Review of Eight Men Out
Introduction
It`s hard, with a British perspective to understand just how important baseball is to the American national identity. Living in a country that has a long and chequered history, and steeped in tradition, it`s always easy to find a point of commonality when it comes to unity and identity. The United States on the other hand has a far briefer history, is a nation of 50 states separated by vast distances, many of them with little in common. Indeed it has hardly been 150 years since the States were divided in a bitter civil war. With little else to unite them, it was sport that introduced the first bonds that healed the nation. No matter what the differences between peoples, the rules of baseball would be the same in California and New York. With at first telegraph and then radio, a baseball game would be a talking point that would bring together people across a continent. In a nation built on equality, honesty and justice for all, baseball exemplified the best qualities that an American could aspire to. You could then imagine the scandal if baseball should be tainted in any way. The infamous `Black Sox` scandal of 1919 shook the game to the very core.
Eight Men Out is the dramatisation of that event, when eight members of the Chicago White Sox took money to throw the World Series against Cincinnati. The game at the time was in the hands of the team owners, who could pretty much dictate terms to the players. Charles Comiskey, owner of the Sox, was reputedly the stingiest of them all, paying his players a relative pittance and engineering games so that he could avoid paying bonuses. This is despite the 1919 White Sox being the then best team in baseball. The year of the infamous World Series, he reputedly promised star pitcher Eddie Cicotte a $10000 bonus should he pitch 30 winning games. Cicotte pitched 29 and Comiskey rested him for the rest of the season. It was this behaviour that persuaded most of the players to look elsewhere for money. And when there were men willing to bet vast amounts of their ill gotten gains on dead certs, it seemed like a match made in heaven.
Video
Eight Men Out gets a bog standard 1.85:1 anamorphic transfer from MGM. There`s a bit of grain, but the image is acceptable for the most part. There is some print damage, but some scenes seem to suffer more than others. It`s a period piece, and the sets, costumes and look of the film certainly bring across the feel of the early Twentieth Century.
Audio
The sound is also your standard back catalogue fare from MGM. DD 2.0 tracks in English, French, German and Spanish with a few subtitle tracks to boot. There`s appropriate music and the dialogue is clear throughout.
Features
It`s the current crop of MGM back catalogue discs, and that means that there is absolutely nothing. A static menu screen allows you to choose soundtracks, subtitles or play the film. There`s no chapter select screen and no trailer.
Conclusion
I guess most people like me, if they have heard of the Black Sox scandal, will have done so from the movie Field Of Dreams, in which an enigmatic `Shoeless` Joe Jackson returns to a baseball diamond built in a cornfield. However Field of Dreams does this movie a disservice, having built a mystique and magic around a character that certainly didn`t exist in reality. I admit that I came to this film with certain expectations, piqued by the possibility of learning more about the enigmatic character created by Ray Liotta in the earlier film, and found that Eight Men Out was in fact a faithful retelling of the actual events, with precious few if any liberties taken with the characters. Consequently D. B Sweeney portrays `Shoeless` Joe as uneducated and unworldly, but committed to baseball, in short human. It helps if you forget the more popular Costner movie before watching this.
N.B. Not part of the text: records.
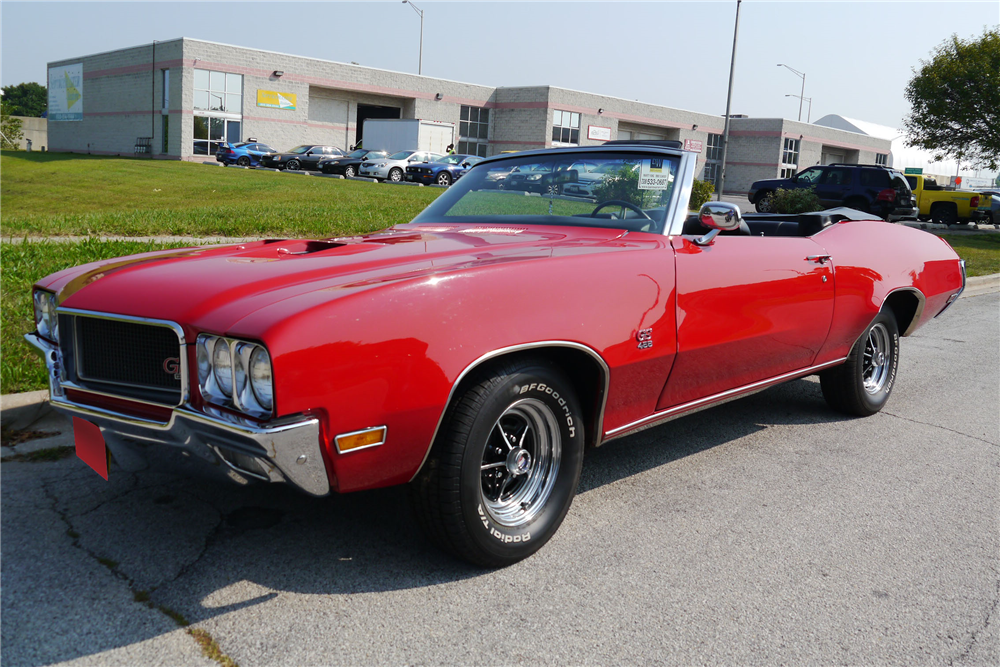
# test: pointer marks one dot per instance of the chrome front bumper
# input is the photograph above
(285, 450)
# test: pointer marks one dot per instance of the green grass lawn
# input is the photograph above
(981, 252)
(58, 194)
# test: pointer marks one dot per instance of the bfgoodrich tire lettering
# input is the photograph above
(861, 386)
(504, 469)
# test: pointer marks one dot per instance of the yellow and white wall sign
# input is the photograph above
(275, 100)
(66, 92)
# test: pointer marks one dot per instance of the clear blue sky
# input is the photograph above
(857, 56)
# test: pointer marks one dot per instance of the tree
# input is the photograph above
(26, 99)
(10, 129)
(955, 101)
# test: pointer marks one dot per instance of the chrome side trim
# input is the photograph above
(385, 436)
(518, 348)
(954, 297)
(125, 318)
(921, 301)
(658, 418)
(185, 378)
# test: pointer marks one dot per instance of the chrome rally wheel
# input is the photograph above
(862, 384)
(520, 462)
(875, 361)
(503, 470)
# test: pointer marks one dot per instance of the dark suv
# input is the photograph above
(870, 188)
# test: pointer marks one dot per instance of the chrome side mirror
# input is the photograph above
(718, 216)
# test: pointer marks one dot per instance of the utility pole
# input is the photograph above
(729, 100)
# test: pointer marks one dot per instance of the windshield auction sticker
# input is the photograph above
(654, 174)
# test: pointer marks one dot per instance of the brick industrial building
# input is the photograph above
(184, 96)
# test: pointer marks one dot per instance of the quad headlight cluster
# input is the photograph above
(46, 318)
(235, 373)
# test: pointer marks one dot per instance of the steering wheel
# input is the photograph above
(623, 204)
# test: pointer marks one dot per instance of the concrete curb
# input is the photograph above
(21, 410)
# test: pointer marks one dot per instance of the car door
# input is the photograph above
(749, 308)
(807, 178)
(834, 185)
(312, 157)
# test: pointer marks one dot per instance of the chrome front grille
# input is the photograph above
(128, 358)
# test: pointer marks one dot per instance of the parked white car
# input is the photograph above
(393, 168)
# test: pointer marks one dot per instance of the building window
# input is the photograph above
(789, 158)
(218, 106)
(218, 91)
(713, 157)
(565, 128)
(474, 131)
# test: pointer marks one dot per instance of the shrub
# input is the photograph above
(795, 201)
(701, 192)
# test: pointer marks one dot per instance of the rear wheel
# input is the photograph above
(764, 202)
(502, 473)
(861, 386)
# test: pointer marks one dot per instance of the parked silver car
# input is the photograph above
(393, 168)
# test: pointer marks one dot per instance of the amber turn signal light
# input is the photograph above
(369, 437)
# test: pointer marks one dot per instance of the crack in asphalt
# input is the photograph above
(75, 536)
(974, 637)
(943, 428)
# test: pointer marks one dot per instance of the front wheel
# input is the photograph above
(502, 474)
(861, 386)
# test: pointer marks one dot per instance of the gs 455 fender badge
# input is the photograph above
(645, 338)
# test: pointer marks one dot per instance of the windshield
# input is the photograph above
(623, 190)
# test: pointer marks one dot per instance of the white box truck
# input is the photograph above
(407, 134)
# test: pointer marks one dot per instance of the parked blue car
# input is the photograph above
(445, 171)
(244, 153)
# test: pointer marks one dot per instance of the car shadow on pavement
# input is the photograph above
(203, 550)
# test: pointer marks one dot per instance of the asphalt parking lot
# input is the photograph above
(765, 531)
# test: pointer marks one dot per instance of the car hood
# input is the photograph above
(211, 288)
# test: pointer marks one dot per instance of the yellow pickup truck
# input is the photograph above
(947, 207)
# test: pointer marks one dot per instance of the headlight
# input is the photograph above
(260, 377)
(222, 363)
(46, 319)
(236, 374)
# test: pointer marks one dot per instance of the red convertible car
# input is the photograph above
(476, 352)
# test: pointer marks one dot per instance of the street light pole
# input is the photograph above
(809, 100)
(803, 93)
(420, 12)
(729, 100)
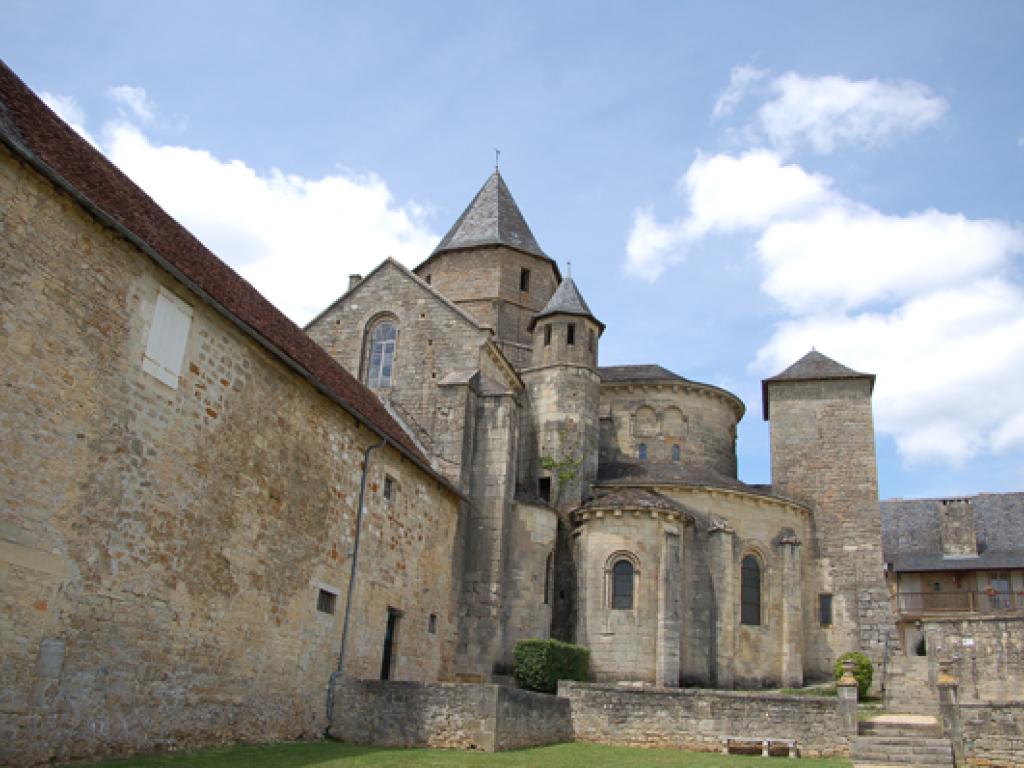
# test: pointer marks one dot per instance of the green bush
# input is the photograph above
(862, 670)
(541, 664)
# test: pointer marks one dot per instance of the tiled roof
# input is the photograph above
(637, 373)
(674, 473)
(633, 498)
(911, 529)
(566, 300)
(32, 131)
(812, 367)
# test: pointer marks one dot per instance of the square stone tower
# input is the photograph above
(822, 454)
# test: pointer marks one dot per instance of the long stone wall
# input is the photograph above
(460, 716)
(163, 550)
(696, 719)
(993, 733)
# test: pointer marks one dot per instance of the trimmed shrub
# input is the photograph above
(863, 672)
(541, 664)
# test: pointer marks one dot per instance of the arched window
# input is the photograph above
(750, 591)
(622, 586)
(382, 340)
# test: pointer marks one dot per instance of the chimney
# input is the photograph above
(956, 521)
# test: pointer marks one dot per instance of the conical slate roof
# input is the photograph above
(492, 219)
(566, 300)
(812, 367)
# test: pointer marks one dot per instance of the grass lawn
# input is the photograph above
(334, 755)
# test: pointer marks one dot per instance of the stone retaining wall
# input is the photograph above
(458, 716)
(993, 734)
(696, 719)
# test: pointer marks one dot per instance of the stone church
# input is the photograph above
(603, 504)
(210, 515)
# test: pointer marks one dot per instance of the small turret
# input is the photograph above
(565, 332)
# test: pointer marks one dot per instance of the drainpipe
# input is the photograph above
(351, 583)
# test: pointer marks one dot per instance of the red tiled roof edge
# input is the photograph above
(34, 132)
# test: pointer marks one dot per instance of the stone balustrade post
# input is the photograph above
(846, 688)
(948, 687)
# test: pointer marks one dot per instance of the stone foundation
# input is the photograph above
(458, 716)
(696, 719)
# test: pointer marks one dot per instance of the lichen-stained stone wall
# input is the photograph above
(716, 643)
(693, 719)
(987, 654)
(993, 734)
(528, 585)
(458, 716)
(822, 449)
(162, 550)
(484, 282)
(699, 420)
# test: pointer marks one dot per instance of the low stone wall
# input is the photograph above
(993, 733)
(696, 719)
(460, 716)
(987, 653)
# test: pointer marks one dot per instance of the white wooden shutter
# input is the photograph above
(165, 349)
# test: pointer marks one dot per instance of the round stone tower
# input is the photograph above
(559, 461)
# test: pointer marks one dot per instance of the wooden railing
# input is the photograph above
(951, 602)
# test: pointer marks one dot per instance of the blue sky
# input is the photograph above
(733, 182)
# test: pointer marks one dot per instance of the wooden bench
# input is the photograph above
(765, 742)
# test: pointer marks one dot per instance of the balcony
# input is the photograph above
(914, 603)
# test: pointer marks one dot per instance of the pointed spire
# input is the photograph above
(567, 300)
(492, 219)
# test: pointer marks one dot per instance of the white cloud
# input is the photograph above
(69, 111)
(828, 111)
(949, 364)
(295, 239)
(134, 99)
(931, 301)
(740, 80)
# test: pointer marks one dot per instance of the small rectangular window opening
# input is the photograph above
(327, 601)
(165, 347)
(824, 609)
(544, 488)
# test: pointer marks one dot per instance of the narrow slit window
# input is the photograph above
(750, 591)
(824, 609)
(327, 601)
(165, 348)
(544, 488)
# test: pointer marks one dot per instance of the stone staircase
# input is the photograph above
(907, 687)
(897, 740)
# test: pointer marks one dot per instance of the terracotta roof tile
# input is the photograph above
(33, 131)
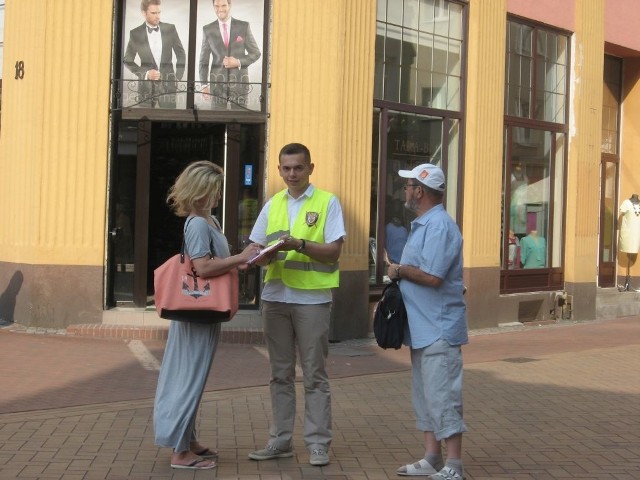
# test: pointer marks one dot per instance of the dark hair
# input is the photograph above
(144, 4)
(294, 149)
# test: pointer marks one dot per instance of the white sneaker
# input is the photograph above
(447, 473)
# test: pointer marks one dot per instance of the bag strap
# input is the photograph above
(211, 249)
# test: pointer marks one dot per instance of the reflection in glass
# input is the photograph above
(415, 49)
(528, 203)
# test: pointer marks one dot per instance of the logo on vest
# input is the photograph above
(312, 218)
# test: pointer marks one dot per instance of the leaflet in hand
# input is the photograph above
(266, 251)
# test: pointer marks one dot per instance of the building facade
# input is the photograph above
(529, 107)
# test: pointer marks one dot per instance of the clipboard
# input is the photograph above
(266, 251)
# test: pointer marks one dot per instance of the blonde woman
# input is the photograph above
(191, 346)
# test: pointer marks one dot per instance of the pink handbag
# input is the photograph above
(180, 294)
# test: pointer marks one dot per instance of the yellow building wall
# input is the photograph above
(321, 95)
(630, 149)
(583, 175)
(484, 152)
(55, 124)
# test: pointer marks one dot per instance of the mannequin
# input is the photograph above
(630, 234)
(533, 251)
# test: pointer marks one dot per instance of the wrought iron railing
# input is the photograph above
(173, 94)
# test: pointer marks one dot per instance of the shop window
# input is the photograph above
(417, 113)
(535, 156)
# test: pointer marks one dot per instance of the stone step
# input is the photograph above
(134, 332)
(612, 303)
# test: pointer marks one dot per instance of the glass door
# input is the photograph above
(608, 224)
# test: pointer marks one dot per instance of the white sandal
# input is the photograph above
(420, 468)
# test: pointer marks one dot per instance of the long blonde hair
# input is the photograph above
(200, 180)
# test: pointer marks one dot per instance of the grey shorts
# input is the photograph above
(437, 389)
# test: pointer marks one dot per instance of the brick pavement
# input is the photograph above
(555, 402)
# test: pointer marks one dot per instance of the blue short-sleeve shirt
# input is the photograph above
(435, 246)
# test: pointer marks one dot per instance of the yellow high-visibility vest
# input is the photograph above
(295, 269)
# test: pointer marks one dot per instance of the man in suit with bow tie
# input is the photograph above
(154, 43)
(228, 48)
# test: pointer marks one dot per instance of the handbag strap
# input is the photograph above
(211, 249)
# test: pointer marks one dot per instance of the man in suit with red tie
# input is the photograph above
(154, 43)
(228, 48)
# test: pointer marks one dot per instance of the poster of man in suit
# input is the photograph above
(230, 56)
(155, 59)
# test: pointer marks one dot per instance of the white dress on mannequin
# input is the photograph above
(630, 227)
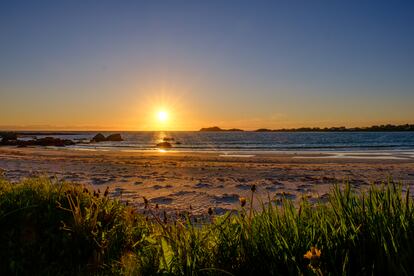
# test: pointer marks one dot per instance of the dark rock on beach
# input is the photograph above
(111, 138)
(98, 138)
(47, 141)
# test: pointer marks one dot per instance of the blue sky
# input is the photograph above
(247, 64)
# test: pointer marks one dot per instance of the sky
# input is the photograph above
(114, 65)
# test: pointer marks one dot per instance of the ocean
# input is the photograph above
(249, 141)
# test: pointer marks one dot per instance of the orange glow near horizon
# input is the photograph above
(162, 116)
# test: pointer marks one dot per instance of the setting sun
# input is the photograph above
(162, 116)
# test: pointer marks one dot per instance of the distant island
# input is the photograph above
(388, 127)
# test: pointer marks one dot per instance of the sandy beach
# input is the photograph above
(179, 181)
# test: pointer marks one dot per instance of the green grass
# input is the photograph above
(53, 228)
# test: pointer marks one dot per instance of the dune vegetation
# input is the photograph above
(48, 227)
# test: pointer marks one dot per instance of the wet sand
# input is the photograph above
(179, 181)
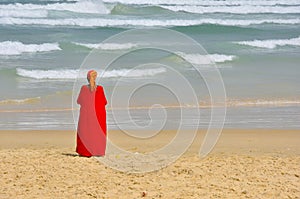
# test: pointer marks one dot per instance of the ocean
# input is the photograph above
(255, 46)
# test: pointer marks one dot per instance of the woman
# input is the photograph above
(91, 131)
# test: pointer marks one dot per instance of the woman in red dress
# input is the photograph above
(91, 131)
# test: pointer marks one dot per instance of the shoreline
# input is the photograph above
(245, 141)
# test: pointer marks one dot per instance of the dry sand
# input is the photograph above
(244, 164)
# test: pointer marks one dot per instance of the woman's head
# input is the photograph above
(91, 75)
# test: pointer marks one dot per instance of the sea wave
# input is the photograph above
(240, 9)
(205, 2)
(23, 13)
(82, 6)
(271, 44)
(108, 46)
(206, 59)
(106, 22)
(16, 47)
(20, 101)
(73, 74)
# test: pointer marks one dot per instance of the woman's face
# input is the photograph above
(93, 76)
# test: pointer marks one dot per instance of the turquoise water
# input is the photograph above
(255, 45)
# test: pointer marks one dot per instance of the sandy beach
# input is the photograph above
(244, 164)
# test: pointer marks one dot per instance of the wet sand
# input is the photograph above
(251, 163)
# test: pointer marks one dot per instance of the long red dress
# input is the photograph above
(91, 131)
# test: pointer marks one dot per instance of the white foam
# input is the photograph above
(20, 101)
(272, 43)
(83, 6)
(241, 9)
(23, 13)
(73, 74)
(104, 22)
(16, 47)
(262, 102)
(109, 46)
(206, 59)
(206, 2)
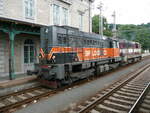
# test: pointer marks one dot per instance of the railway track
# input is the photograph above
(23, 97)
(126, 96)
(13, 101)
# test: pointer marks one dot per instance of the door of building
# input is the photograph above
(29, 57)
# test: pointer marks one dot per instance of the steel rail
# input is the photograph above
(20, 92)
(101, 99)
(28, 100)
(138, 102)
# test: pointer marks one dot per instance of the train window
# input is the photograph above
(136, 46)
(88, 42)
(60, 39)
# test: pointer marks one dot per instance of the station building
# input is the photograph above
(20, 23)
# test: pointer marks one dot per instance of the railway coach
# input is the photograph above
(67, 54)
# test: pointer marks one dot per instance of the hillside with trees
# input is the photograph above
(139, 33)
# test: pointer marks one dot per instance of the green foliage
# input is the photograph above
(139, 33)
(95, 26)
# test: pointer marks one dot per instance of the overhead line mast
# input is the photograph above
(114, 25)
(100, 19)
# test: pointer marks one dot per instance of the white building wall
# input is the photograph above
(14, 9)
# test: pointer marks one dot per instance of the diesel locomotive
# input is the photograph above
(67, 54)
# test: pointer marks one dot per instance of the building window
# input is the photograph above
(64, 16)
(56, 14)
(1, 6)
(80, 21)
(29, 51)
(29, 8)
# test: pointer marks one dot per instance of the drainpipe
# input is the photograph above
(11, 56)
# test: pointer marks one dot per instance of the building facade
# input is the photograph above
(20, 22)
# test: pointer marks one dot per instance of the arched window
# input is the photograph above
(29, 51)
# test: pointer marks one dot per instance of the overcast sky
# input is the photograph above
(127, 11)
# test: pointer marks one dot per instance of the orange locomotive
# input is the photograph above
(67, 54)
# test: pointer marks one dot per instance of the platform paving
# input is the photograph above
(71, 96)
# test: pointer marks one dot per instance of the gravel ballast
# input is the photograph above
(77, 94)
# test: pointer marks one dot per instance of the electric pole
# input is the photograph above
(114, 25)
(100, 19)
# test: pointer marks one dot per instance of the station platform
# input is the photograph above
(5, 82)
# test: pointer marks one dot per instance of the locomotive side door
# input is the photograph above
(29, 52)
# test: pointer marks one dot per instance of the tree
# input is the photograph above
(138, 33)
(95, 26)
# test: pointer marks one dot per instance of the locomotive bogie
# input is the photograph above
(73, 55)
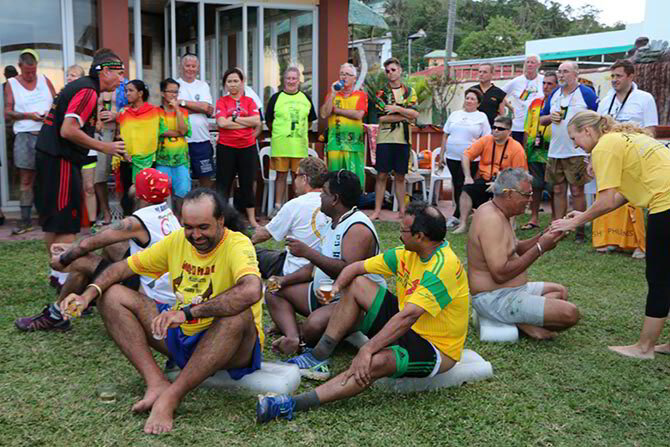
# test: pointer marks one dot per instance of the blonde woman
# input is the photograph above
(630, 166)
The story itself is an interesting one, based as it is on true events. However I couldn`t help but feel cheated by the final movie. The cast itself is excellent, with names like John Cusack, Charlie Sheen, David Strathairn and Christopher Lloyd, as well as John Mahoney of Frasier fame among the names, but the characters they play are curiously muted. It`s as if everyone is trying to be the good guy in the film, the players who are trying to cheat, the team owner who is stingy but upright, the gamblers funding the scam are good natured, even when Rothstein sends a hitman round to pressure one of the pitchers, there`s no heat or malice.
Also there`s a bucket of schmaltz thrown unnecessarily onto the film, with plenty of fresh-faced kids following their heroes` exploits faithfully, and representing the betrayal of a nation`s innocence when the time comes. Call me a cynic, but there`s only so much sugarcoated wholesomeness a reviewer can take.
From what I`ve read, Eight Men Out is a faithful retelling of the events surrounding the Black Sox scandal, but the film is unsatisfying, and perhaps one or two liberties taken with the story, or more colourful characterisation would have made the film good rather than just merely average.
One for baseball fans only, and there has to be a couple on this side of the pond.